11.2. To the extent any transfer of Personal Data under this DPA is subject to the GDPR and is to a country that has not been subject to an adequacy decision by the European Commission, the parties agree that such transfer shall be governed by the Standard Contractual Clauses for the transfer of personal data to processors established in third countries (Controller-to-Processor transfers) as approved by the European Commission (the "Standard Contractual Clauses"), which are incorporated into this DPA by reference and shall be deemed executed by the Parties. For purposes of the Standard Contractual Clauses, Controller is the data exporter and Processor is the data importer, and the details of the processing activities are as set forth in Section 2.3 of this DPA.

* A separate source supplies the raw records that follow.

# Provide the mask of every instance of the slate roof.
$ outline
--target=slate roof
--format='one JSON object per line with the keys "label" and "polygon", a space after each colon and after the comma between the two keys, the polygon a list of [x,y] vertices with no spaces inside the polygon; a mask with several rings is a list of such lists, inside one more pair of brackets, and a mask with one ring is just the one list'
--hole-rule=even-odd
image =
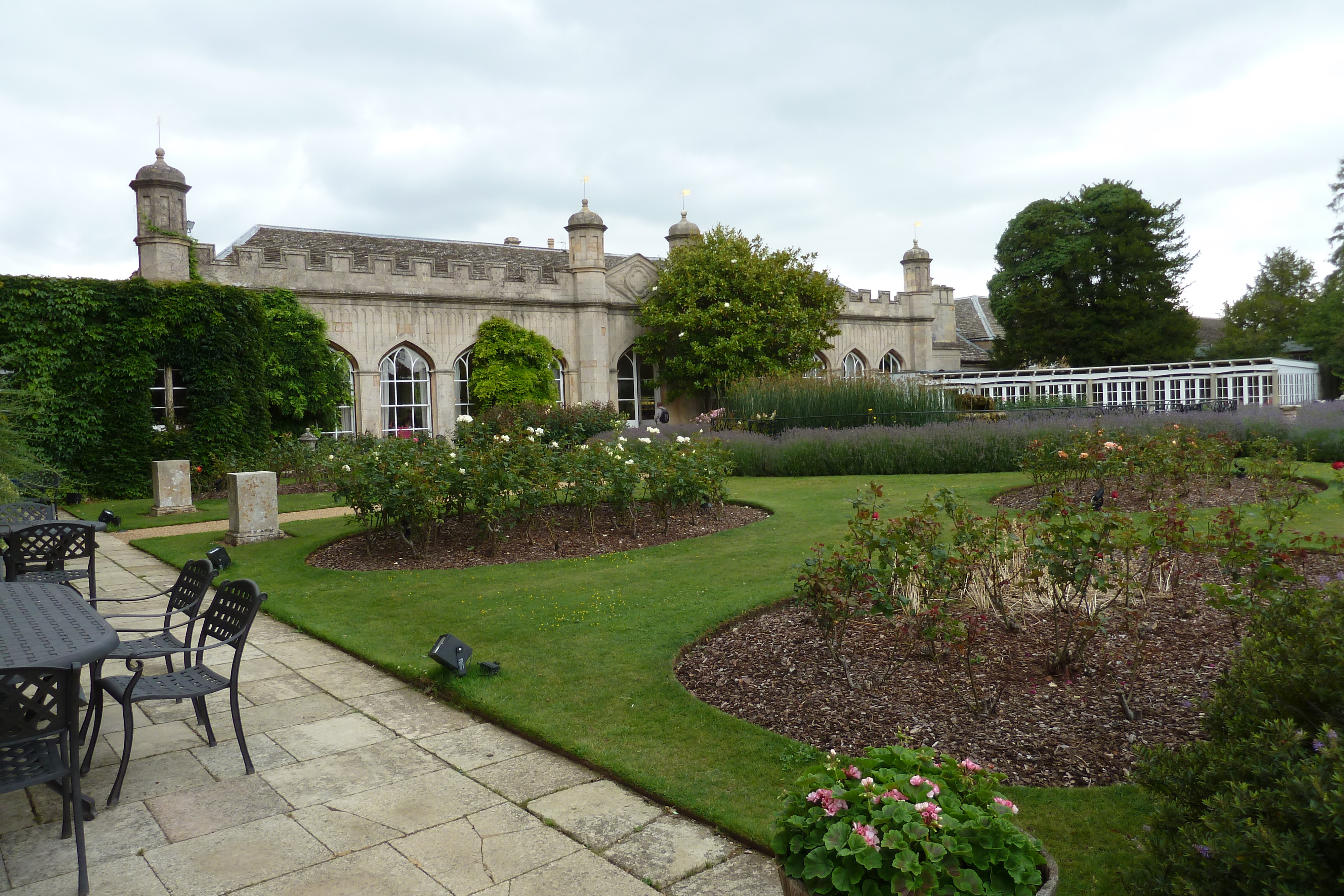
{"label": "slate roof", "polygon": [[953,300],[957,309],[957,333],[973,343],[989,341],[1004,334],[999,318],[989,310],[988,296],[964,296]]}
{"label": "slate roof", "polygon": [[[509,269],[527,266],[543,271],[569,270],[570,254],[564,249],[538,246],[505,246],[503,243],[473,243],[462,239],[415,239],[411,236],[382,236],[351,234],[340,230],[305,230],[302,227],[273,227],[258,224],[220,254],[227,258],[235,246],[259,247],[263,262],[284,261],[282,250],[298,249],[312,253],[313,265],[325,265],[327,253],[352,253],[352,270],[368,269],[370,255],[391,255],[394,270],[410,270],[411,258],[431,258],[434,271],[446,274],[450,265],[470,263],[474,275],[484,275],[488,265]],[[606,266],[613,267],[628,255],[607,255]]]}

11.3. If Processor becomes aware that it can no longer comply with its obligations under this DPA or the Standard Contractual Clauses due to changes in applicable laws, government access demands, or changes to Subprocessor policies or practices, Processor shall promptly notify Customer and, if necessary, suspend processing or permit Customer to terminate the affected Services in accordance with the terms of the Standard Contractual Clauses.
12. General Terms.
12.1. Confidentiality. Each Party must keep any information it receives about the other Party and its business in connection with this DPA ("Confidential Information”) confidential and must not use or disclose that Confidential Information without the prior written consent of the other Party except to the extent that:
12.1.1. Such disclosure is necessary for the performance of this DPA; or
12.1.2. Such disclosure is made to employees, agents, or Subprocessors who have a need to know and are bound by confidentiality obligations at least as protective as those set forth in this DPA.